Unit Plan 26 (Grade 2 Science): Engineering Landform Solutions
Grade 2 engineering unit where students design, build, and test erosion barriers, compare designs, analyze data, and improve solutions to protect landforms.
Focus: Design, build, and test simple barriers, plantings, and structures that help slow erosion or protect landforms, then compare how well different designs work.
Grade Level: 2
Subject Area: Science (Engineering Design • Earth Science Applications)
Total Unit Duration: 5 sessions (one week), 30–45 minutes per session
I. Introduction
In this unit, students step into the role of engineers who create solutions to protect land from erosion. Building on their understanding of how wind and water change the land, they now sketch, build, and test different barriers, plantings, or structures that help keep soil in place or redirect water.
Using tray models, students design at least two objects (such as rock walls, plant strips, or fences) that solve the same problem and then analyze data to compare their strengths and weaknesses. By the end of the week, they can explain how the shape of a design helps it work, and use test results as evidence when deciding which design is better.
Essential Questions
- How can engineers use the shape of a barrier, planting, or structure to help protect landforms from erosion?
- What makes one erosion-control design stronger or more useful than another?
- How can we test two objects fairly to compare how well they solve the same problem?
- How do data from tests help us decide which design has strengths and which has weaknesses?
- Why is it important to improve our designs based on what we learn from testing?
II. Objectives and Standards
Learning Objectives — Students will be able to:
- Use a simple sketch or drawing to show how the shape of a barrier, planting, or structure helps it slow erosion or redirect water.
- Build a physical model of at least two different designs that try to solve the same erosion problem (e.g., soil washing off a hill).

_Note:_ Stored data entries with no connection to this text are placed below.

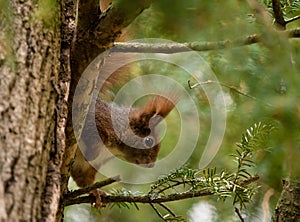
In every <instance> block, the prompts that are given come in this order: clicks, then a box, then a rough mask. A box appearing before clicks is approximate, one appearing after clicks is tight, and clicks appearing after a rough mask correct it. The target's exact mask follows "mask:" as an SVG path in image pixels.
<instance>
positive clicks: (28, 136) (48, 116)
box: [0, 0, 59, 221]
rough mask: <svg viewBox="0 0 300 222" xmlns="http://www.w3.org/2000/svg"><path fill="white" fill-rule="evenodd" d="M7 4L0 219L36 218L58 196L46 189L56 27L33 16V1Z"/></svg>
mask: <svg viewBox="0 0 300 222" xmlns="http://www.w3.org/2000/svg"><path fill="white" fill-rule="evenodd" d="M8 4H9V9H10V10H11V17H10V18H7V20H6V21H4V22H3V23H1V25H2V26H3V27H4V29H3V30H4V32H1V36H0V89H1V90H0V119H1V124H0V147H1V150H0V221H42V220H47V219H43V218H50V216H49V215H55V212H56V209H57V206H58V200H59V194H58V195H56V197H54V196H53V195H50V196H49V195H48V194H49V192H48V190H49V189H48V188H47V186H49V185H50V184H51V183H49V181H52V182H53V181H54V184H56V185H55V186H56V187H58V188H59V186H58V185H59V171H58V173H53V171H55V170H54V168H55V167H54V168H53V167H52V166H51V164H52V163H53V161H54V159H55V155H56V153H57V149H56V148H57V147H55V145H54V143H53V139H54V129H55V101H56V99H57V94H56V91H55V90H54V88H55V87H54V86H55V85H56V84H57V80H58V78H57V77H58V71H59V66H58V64H59V62H58V59H59V42H58V34H59V33H58V30H59V29H56V26H50V27H47V28H45V27H44V26H43V23H42V21H40V20H39V19H38V18H34V17H33V15H34V12H35V10H36V9H37V4H36V1H31V0H27V1H18V0H13V1H9V3H8ZM8 33H9V34H10V36H9V38H7V35H8ZM49 172H52V174H51V176H50V175H49ZM52 176H54V177H56V178H52ZM52 184H53V183H52ZM3 203H5V204H3Z"/></svg>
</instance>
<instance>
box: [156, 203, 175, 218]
mask: <svg viewBox="0 0 300 222" xmlns="http://www.w3.org/2000/svg"><path fill="white" fill-rule="evenodd" d="M159 206H161V207H162V208H164V209H165V210H166V211H168V212H169V213H170V214H171V215H172V216H174V217H175V216H176V214H175V213H174V212H173V211H172V210H171V209H170V208H169V207H167V206H166V205H165V204H163V203H159Z"/></svg>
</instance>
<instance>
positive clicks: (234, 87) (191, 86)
mask: <svg viewBox="0 0 300 222" xmlns="http://www.w3.org/2000/svg"><path fill="white" fill-rule="evenodd" d="M210 83H217V84H220V85H221V86H224V87H226V88H229V89H230V90H233V91H235V92H236V93H238V94H241V95H243V96H246V97H249V98H251V99H254V100H256V98H255V97H253V96H251V95H248V94H247V93H244V92H242V91H240V90H239V89H237V88H236V87H235V86H229V85H227V84H225V83H221V82H217V81H212V80H207V81H205V82H200V83H195V84H194V85H191V82H190V80H188V85H189V88H190V89H193V88H195V87H197V86H201V85H206V84H210Z"/></svg>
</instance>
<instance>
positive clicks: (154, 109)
mask: <svg viewBox="0 0 300 222" xmlns="http://www.w3.org/2000/svg"><path fill="white" fill-rule="evenodd" d="M178 98H179V95H178V93H172V94H163V95H156V96H154V97H152V98H151V99H150V100H148V102H146V104H145V105H144V106H142V107H139V108H132V107H123V106H118V105H116V104H115V103H111V102H107V101H105V100H104V99H101V98H97V99H96V101H95V102H94V107H93V105H91V106H90V110H89V112H88V114H87V116H86V120H85V124H84V127H83V130H82V134H81V141H82V142H83V143H84V145H85V147H86V150H85V151H83V152H84V153H82V150H81V149H79V148H77V151H76V154H75V158H74V161H73V164H72V167H71V176H72V178H73V179H74V181H75V182H76V184H77V185H78V186H79V187H85V186H89V185H92V184H93V183H94V182H95V176H96V173H97V168H98V169H99V168H100V167H101V166H102V165H103V164H105V163H106V162H107V161H108V160H109V159H111V158H112V157H114V156H116V157H120V158H123V159H125V160H126V161H128V162H130V163H134V164H139V165H141V166H143V167H153V166H154V162H155V161H156V159H157V155H158V152H159V149H160V144H159V138H158V135H157V129H156V128H157V125H158V124H159V123H160V122H161V121H162V120H163V119H164V118H165V117H166V116H167V115H168V114H169V113H170V112H171V111H172V109H173V108H174V107H175V104H176V102H177V101H178ZM172 101H173V102H172ZM95 133H97V134H98V135H99V136H100V137H99V136H98V135H95ZM100 138H101V139H100ZM105 149H107V150H108V151H109V153H110V154H112V155H110V156H107V155H106V153H107V152H106V150H105ZM99 157H100V158H99ZM96 159H97V163H96V164H93V166H94V167H95V165H96V167H95V168H96V169H95V168H94V167H93V166H92V165H91V164H90V163H89V162H88V161H95V160H96ZM93 163H94V162H93Z"/></svg>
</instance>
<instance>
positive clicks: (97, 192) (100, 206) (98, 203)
mask: <svg viewBox="0 0 300 222" xmlns="http://www.w3.org/2000/svg"><path fill="white" fill-rule="evenodd" d="M106 195H107V193H106V192H105V191H103V190H100V189H96V190H93V191H91V192H90V196H94V197H95V198H96V202H95V203H93V204H92V206H93V207H94V208H96V209H99V208H100V207H106V204H105V203H102V200H101V196H106Z"/></svg>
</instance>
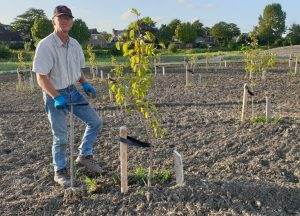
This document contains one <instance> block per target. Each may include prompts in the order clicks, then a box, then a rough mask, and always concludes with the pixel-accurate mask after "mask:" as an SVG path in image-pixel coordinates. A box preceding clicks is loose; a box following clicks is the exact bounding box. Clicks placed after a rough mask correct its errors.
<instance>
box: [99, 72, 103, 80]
mask: <svg viewBox="0 0 300 216" xmlns="http://www.w3.org/2000/svg"><path fill="white" fill-rule="evenodd" d="M100 76H101V80H103V79H104V74H103V70H100Z"/></svg>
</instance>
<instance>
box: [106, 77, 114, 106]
mask: <svg viewBox="0 0 300 216" xmlns="http://www.w3.org/2000/svg"><path fill="white" fill-rule="evenodd" d="M109 80H110V74H109V73H108V74H107V81H108V82H109ZM108 94H109V101H110V102H113V95H112V93H111V91H110V90H109V86H108Z"/></svg>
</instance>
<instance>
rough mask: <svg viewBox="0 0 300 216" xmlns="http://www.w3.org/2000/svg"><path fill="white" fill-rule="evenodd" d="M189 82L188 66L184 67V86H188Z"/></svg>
mask: <svg viewBox="0 0 300 216" xmlns="http://www.w3.org/2000/svg"><path fill="white" fill-rule="evenodd" d="M189 84H190V80H189V72H188V65H187V64H186V65H185V85H186V86H189Z"/></svg>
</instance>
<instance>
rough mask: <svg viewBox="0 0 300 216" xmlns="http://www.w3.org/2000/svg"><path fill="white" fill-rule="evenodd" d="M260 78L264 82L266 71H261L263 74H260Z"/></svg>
mask: <svg viewBox="0 0 300 216" xmlns="http://www.w3.org/2000/svg"><path fill="white" fill-rule="evenodd" d="M261 78H262V80H263V81H265V80H266V71H265V70H263V72H262V74H261Z"/></svg>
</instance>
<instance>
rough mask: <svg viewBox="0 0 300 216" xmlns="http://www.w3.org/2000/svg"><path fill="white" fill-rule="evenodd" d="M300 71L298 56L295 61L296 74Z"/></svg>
mask: <svg viewBox="0 0 300 216" xmlns="http://www.w3.org/2000/svg"><path fill="white" fill-rule="evenodd" d="M297 72H298V57H297V58H296V62H295V74H296V73H297Z"/></svg>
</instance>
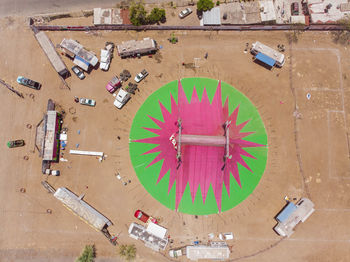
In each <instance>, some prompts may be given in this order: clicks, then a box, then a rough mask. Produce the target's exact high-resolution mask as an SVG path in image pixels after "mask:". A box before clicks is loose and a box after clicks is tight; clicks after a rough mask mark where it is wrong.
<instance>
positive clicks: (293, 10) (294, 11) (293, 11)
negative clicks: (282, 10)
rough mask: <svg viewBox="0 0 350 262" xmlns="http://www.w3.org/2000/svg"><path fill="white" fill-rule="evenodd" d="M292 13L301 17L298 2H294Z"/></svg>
mask: <svg viewBox="0 0 350 262" xmlns="http://www.w3.org/2000/svg"><path fill="white" fill-rule="evenodd" d="M291 13H292V15H299V4H298V2H294V3H292V4H291Z"/></svg>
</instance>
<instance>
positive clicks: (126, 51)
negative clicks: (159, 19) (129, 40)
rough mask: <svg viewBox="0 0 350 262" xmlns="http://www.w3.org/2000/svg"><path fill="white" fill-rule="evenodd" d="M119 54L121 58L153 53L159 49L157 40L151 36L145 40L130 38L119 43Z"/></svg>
mask: <svg viewBox="0 0 350 262" xmlns="http://www.w3.org/2000/svg"><path fill="white" fill-rule="evenodd" d="M117 50H118V54H119V55H120V57H121V58H125V57H129V56H140V55H146V54H153V53H155V52H156V51H157V42H156V41H155V40H153V39H151V38H149V37H147V38H144V39H143V40H140V41H136V40H130V41H126V42H122V43H121V44H120V45H117Z"/></svg>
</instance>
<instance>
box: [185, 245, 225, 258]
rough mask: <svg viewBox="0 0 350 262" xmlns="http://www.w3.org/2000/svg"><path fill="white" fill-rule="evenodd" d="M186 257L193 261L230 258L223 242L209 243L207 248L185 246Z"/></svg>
mask: <svg viewBox="0 0 350 262" xmlns="http://www.w3.org/2000/svg"><path fill="white" fill-rule="evenodd" d="M186 256H187V258H188V259H190V260H194V261H196V260H199V259H208V260H209V259H212V260H225V259H228V258H229V257H230V249H229V248H228V246H227V244H226V243H225V242H211V243H210V245H209V246H204V245H196V246H187V247H186Z"/></svg>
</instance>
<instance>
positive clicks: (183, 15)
mask: <svg viewBox="0 0 350 262" xmlns="http://www.w3.org/2000/svg"><path fill="white" fill-rule="evenodd" d="M191 13H192V10H191V8H186V9H184V10H182V11H181V12H180V13H179V17H180V18H185V17H186V16H188V15H190V14H191Z"/></svg>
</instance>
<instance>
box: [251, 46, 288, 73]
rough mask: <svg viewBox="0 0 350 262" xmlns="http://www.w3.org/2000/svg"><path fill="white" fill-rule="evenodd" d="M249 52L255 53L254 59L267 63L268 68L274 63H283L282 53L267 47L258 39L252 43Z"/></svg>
mask: <svg viewBox="0 0 350 262" xmlns="http://www.w3.org/2000/svg"><path fill="white" fill-rule="evenodd" d="M250 52H251V53H252V54H253V55H255V59H257V60H259V61H260V62H262V63H264V64H266V65H268V66H269V67H270V68H272V67H274V66H275V65H276V66H278V67H282V66H283V65H284V62H285V60H284V54H282V53H280V52H278V51H276V50H274V49H272V48H271V47H268V46H266V45H264V44H262V43H260V42H258V41H256V42H255V43H253V44H252V48H251V49H250Z"/></svg>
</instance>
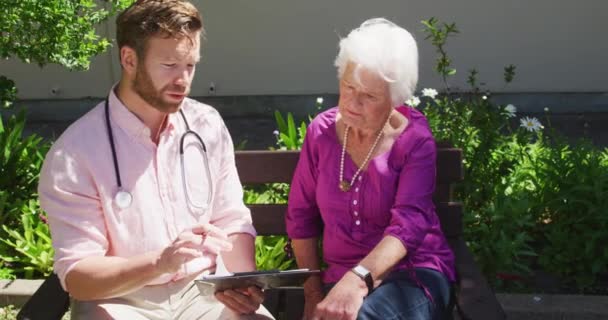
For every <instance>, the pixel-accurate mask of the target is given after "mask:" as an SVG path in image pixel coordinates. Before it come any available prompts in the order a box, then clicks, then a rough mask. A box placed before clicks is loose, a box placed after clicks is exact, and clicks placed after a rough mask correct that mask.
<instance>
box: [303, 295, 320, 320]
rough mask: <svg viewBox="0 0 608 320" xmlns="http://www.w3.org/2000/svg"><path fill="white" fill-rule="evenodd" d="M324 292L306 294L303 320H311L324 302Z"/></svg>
mask: <svg viewBox="0 0 608 320" xmlns="http://www.w3.org/2000/svg"><path fill="white" fill-rule="evenodd" d="M323 297H324V295H323V292H321V291H316V292H312V293H306V292H304V317H303V320H310V319H312V318H313V314H314V312H315V310H316V309H317V305H318V304H319V303H320V302H321V301H323Z"/></svg>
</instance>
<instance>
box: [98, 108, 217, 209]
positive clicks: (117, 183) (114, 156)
mask: <svg viewBox="0 0 608 320" xmlns="http://www.w3.org/2000/svg"><path fill="white" fill-rule="evenodd" d="M108 100H109V99H106V101H105V114H106V128H107V129H108V138H109V141H110V148H111V149H112V160H113V161H114V174H115V175H116V184H117V185H118V191H117V192H116V194H115V195H114V203H116V205H117V206H118V207H119V208H121V209H127V208H129V207H130V206H131V203H133V195H132V194H131V192H129V191H127V190H125V189H124V188H123V187H122V179H121V178H120V168H119V167H118V157H117V156H116V147H115V145H114V135H113V134H112V126H111V124H110V106H109V102H108ZM179 113H180V114H181V116H182V119H184V124H186V131H185V132H184V133H183V134H182V136H181V137H180V141H179V157H180V163H181V166H182V170H181V173H182V183H183V184H184V193H185V195H186V201H187V202H188V204H189V205H190V206H192V207H193V208H194V209H199V210H201V211H202V212H203V213H205V211H206V210H207V209H208V208H209V205H210V204H211V197H212V195H213V182H212V181H211V170H210V169H209V159H208V158H207V147H206V146H205V143H204V142H203V139H202V138H201V137H200V136H199V135H198V133H196V132H194V131H192V130H191V129H190V126H189V125H188V120H186V116H185V115H184V111H183V110H181V109H180V110H179ZM188 135H191V136H193V137H194V138H195V139H196V140H197V141H198V142H199V143H200V147H202V148H201V153H202V154H203V159H204V162H205V169H206V173H207V185H208V194H207V201H206V203H204V204H196V203H195V202H194V201H193V200H192V198H191V197H190V193H189V192H188V184H187V183H186V169H185V168H186V167H185V163H184V141H185V140H186V137H187V136H188Z"/></svg>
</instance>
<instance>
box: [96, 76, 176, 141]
mask: <svg viewBox="0 0 608 320" xmlns="http://www.w3.org/2000/svg"><path fill="white" fill-rule="evenodd" d="M115 88H116V86H114V87H112V90H111V91H110V94H109V96H108V102H109V104H110V105H109V107H110V119H111V120H112V122H114V123H115V124H117V125H118V126H119V127H120V128H121V129H123V130H124V131H125V132H127V133H129V134H130V135H133V136H135V137H138V138H147V139H150V140H151V139H152V136H151V134H150V129H149V128H148V126H146V125H145V124H144V123H143V122H142V121H141V120H140V119H139V118H138V117H137V116H136V115H135V114H134V113H133V112H131V111H129V109H128V108H127V107H126V106H125V105H124V104H123V103H122V101H120V99H118V97H117V96H116V92H115V91H114V89H115ZM178 117H180V115H178V114H177V113H175V114H169V115H168V116H167V119H166V125H165V128H164V129H163V130H168V131H169V132H172V131H173V130H174V129H175V126H176V121H179V119H178Z"/></svg>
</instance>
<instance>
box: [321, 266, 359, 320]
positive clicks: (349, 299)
mask: <svg viewBox="0 0 608 320" xmlns="http://www.w3.org/2000/svg"><path fill="white" fill-rule="evenodd" d="M367 294H368V292H367V286H366V285H365V282H364V281H363V279H361V278H359V277H358V276H357V275H355V274H354V273H352V272H350V271H349V272H347V273H346V274H345V275H344V277H342V279H340V281H338V283H336V285H335V286H334V287H333V289H331V291H329V294H327V297H325V299H323V301H321V303H319V304H318V305H317V308H316V309H315V312H314V315H313V317H312V320H333V319H340V320H343V319H348V320H355V319H356V318H357V314H358V313H359V309H361V305H363V298H365V296H367Z"/></svg>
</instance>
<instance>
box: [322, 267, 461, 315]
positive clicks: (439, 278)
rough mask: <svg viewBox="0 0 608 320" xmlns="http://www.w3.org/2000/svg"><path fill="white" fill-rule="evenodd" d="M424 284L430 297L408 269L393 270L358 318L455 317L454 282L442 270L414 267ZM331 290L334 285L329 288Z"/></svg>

- Plan and conduct tests of their designs in a tray model, keeping important parts of the test the same (amount of water, slope, starting setup).
- Collect and record data (observations, tallies, simple ratings) about how well each design protects the land.
- Compare data from the tests to describe the strengths and weaknesses of each design and talk about how they might improve one of them.
Standards Alignment — 2nd Grade (NGSS-Aligned)
- K-2-ETS1-2 — Develop a simple sketch, drawing, or physical model to illustrate how the shape of an object helps it function as needed to solve a given problem.
- Example: Draw and build a curved wall, plant strip, or fence on a hill to show how its shape helps hold soil or turn water aside.
- K-2-ETS1-3 — Analyze data from tests of two objects designed to solve the same problem to compare the strengths and weaknesses of how each performs.
- Example: Test two different barrier designs and use observations to decide which one slows erosion best and where each one fails.
Success Criteria — Student Language
- I can draw and label a design that shows how its shape helps protect land from erosion.
- I can build and test at least two designs that try to solve the same erosion problem.
- I can record what happens in my tests (how much soil moved, where the water went).
- I can use our data to tell how each design has strengths and weaknesses.
- I can explain which design I would choose to protect landforms and give a reason using my test results.